By definition, craniosynostosis is the early fusion of 1 or multiple sutures of the cranial vault, which causes both a telltale dysmorphology and a concern that the intracranial volume is less than the amount required for the rapidly developing brain. This mismatch can cause issues with brain growth, optic nerve function, and overall neurologic development. For this reason, expansion of the cranial vault is considered for some children with this disorder to both increase the volume available to the brain for growth and improve the dysmorphology caused by the restriction of cranial vault growth in the affected area.
The importance of brain growth requires that the surgeon consider the treatment of craniosynostosis before the ultimate maturity of the skull, but very early treatment is associated with marked relapse and the need for reoperation.
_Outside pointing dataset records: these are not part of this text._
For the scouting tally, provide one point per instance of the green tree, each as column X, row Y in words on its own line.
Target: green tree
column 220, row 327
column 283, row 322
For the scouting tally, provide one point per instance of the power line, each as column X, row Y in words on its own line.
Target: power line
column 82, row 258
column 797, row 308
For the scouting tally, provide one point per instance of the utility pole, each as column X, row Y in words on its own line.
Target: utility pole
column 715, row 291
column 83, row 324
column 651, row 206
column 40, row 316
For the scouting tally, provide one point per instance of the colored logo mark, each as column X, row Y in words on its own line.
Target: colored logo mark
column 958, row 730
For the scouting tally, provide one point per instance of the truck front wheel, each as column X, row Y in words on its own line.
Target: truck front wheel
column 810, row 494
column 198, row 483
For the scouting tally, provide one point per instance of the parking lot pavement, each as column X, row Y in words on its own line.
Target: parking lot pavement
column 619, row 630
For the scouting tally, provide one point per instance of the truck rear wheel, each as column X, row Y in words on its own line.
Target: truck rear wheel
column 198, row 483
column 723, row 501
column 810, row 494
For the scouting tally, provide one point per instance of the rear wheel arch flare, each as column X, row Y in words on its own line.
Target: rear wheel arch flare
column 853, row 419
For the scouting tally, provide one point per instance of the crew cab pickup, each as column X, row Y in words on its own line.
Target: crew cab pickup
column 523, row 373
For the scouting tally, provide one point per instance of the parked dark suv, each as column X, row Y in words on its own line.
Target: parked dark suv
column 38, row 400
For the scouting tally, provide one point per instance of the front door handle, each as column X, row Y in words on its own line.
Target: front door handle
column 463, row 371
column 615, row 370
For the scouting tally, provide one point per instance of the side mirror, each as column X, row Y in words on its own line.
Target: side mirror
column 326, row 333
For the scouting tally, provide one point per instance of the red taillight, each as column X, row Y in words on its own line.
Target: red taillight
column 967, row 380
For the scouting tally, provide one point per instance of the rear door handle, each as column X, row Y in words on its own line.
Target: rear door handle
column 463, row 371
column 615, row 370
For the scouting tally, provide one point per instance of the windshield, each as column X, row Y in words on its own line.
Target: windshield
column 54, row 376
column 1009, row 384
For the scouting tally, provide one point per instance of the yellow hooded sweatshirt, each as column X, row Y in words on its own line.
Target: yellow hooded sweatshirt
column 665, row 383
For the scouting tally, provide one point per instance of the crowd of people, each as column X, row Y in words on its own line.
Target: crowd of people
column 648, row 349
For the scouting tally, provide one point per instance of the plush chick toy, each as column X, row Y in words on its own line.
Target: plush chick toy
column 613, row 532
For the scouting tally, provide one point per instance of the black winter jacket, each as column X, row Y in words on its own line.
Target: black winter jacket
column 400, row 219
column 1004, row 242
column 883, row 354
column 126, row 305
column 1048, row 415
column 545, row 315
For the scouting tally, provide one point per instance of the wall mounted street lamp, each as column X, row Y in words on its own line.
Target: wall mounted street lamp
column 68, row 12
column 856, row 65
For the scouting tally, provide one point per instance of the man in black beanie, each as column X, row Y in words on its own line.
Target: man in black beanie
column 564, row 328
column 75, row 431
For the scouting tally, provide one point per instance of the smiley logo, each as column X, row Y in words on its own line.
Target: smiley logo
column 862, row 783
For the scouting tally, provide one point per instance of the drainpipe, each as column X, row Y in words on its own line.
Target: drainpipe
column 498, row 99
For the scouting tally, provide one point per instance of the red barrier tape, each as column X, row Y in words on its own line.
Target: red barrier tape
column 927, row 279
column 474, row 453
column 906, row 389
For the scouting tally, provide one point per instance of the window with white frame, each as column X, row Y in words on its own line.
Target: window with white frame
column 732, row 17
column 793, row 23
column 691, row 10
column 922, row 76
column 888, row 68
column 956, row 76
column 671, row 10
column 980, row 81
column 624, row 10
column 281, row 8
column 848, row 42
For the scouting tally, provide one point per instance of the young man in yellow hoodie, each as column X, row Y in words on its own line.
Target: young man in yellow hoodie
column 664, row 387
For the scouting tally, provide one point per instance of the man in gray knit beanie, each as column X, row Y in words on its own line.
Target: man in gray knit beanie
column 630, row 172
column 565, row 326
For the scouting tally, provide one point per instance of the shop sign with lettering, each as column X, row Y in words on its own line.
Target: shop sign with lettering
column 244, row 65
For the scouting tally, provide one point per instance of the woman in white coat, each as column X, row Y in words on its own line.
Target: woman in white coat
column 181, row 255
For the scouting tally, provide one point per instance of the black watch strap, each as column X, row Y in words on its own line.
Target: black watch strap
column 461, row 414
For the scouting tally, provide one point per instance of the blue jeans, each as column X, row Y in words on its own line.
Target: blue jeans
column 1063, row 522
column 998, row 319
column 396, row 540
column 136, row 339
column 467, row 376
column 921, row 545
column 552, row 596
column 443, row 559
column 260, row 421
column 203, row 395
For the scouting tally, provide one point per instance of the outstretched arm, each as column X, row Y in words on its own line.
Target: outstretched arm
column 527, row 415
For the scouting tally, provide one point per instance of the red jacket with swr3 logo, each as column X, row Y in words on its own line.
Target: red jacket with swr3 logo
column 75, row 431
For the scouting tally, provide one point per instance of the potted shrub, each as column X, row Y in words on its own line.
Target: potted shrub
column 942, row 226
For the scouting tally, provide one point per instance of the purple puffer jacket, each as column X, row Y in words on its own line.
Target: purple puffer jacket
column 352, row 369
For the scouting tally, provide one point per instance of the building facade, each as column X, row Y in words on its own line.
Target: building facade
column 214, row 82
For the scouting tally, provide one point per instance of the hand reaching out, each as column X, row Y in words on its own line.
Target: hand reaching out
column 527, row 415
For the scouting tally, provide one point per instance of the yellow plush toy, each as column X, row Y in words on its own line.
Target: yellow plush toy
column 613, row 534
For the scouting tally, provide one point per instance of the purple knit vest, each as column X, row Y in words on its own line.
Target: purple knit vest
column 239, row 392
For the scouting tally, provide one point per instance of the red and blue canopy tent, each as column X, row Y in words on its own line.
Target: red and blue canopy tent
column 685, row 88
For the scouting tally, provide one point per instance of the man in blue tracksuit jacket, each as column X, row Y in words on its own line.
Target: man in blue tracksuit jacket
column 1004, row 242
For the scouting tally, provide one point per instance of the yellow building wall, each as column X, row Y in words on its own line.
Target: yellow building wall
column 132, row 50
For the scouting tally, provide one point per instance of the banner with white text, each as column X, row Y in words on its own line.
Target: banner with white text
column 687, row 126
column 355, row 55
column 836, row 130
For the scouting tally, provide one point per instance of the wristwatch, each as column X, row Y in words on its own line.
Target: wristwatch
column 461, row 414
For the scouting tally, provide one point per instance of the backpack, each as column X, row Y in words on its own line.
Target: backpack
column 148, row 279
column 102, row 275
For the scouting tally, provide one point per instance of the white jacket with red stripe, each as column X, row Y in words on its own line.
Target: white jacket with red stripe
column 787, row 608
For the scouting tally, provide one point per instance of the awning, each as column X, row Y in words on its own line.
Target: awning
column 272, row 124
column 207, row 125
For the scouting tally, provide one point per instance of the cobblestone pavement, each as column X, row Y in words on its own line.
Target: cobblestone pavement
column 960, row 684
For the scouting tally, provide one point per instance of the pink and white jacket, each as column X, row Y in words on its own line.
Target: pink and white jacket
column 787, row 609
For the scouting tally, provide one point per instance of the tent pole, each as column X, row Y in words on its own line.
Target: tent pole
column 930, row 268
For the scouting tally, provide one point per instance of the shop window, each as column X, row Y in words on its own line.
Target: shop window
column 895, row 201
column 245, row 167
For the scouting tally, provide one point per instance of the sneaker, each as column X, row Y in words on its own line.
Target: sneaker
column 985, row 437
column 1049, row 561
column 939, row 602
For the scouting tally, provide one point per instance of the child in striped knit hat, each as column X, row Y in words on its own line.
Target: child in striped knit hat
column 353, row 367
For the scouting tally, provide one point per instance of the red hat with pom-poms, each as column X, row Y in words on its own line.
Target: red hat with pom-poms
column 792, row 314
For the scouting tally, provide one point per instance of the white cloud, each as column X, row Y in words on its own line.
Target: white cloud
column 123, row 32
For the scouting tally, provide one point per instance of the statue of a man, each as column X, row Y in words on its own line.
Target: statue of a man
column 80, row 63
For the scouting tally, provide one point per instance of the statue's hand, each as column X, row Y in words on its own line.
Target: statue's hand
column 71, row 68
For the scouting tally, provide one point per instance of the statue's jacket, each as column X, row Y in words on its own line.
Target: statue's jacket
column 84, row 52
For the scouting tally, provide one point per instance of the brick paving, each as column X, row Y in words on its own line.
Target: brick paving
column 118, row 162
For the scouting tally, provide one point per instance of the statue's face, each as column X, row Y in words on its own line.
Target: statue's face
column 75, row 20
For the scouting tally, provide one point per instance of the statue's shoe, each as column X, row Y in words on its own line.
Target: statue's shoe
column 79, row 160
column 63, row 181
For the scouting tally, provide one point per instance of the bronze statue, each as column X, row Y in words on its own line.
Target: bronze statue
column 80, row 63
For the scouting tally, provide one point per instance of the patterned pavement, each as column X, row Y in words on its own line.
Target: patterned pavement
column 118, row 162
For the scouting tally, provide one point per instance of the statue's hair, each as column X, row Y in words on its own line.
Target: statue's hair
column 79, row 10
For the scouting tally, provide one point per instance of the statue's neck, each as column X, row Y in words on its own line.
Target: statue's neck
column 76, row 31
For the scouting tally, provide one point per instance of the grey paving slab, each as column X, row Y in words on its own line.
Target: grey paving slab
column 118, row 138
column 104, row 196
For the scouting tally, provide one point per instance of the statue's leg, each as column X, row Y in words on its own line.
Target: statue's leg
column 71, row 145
For this reason, most surgeons tend to surgically dismantle the cranial vault before 1 year of age but after some growth has occurred; typically, this is beyond the 6-month time period. In cases in which multiple sutures are involved, the need for treatment is more urgent, and earlier treatment is considered knowing that additional cranial vault expansions will likely be required.
The need for revision surgery is higher in patients who have undergone very early treatment of cranio-orbital dysmorphology. The concept that early surgery may unlock growth has not proven to be sound based on the current understanding of craniofacial growth. However, delaying the surgical correction significantly may have adverse effects on brain development and optic nerve function. The exact timing remains controversial because no predictable and repeatable measure of either brain growth velocity or intracranial pressure is easily obtainable to allow the clinician to better judge the timing of surgical expansion.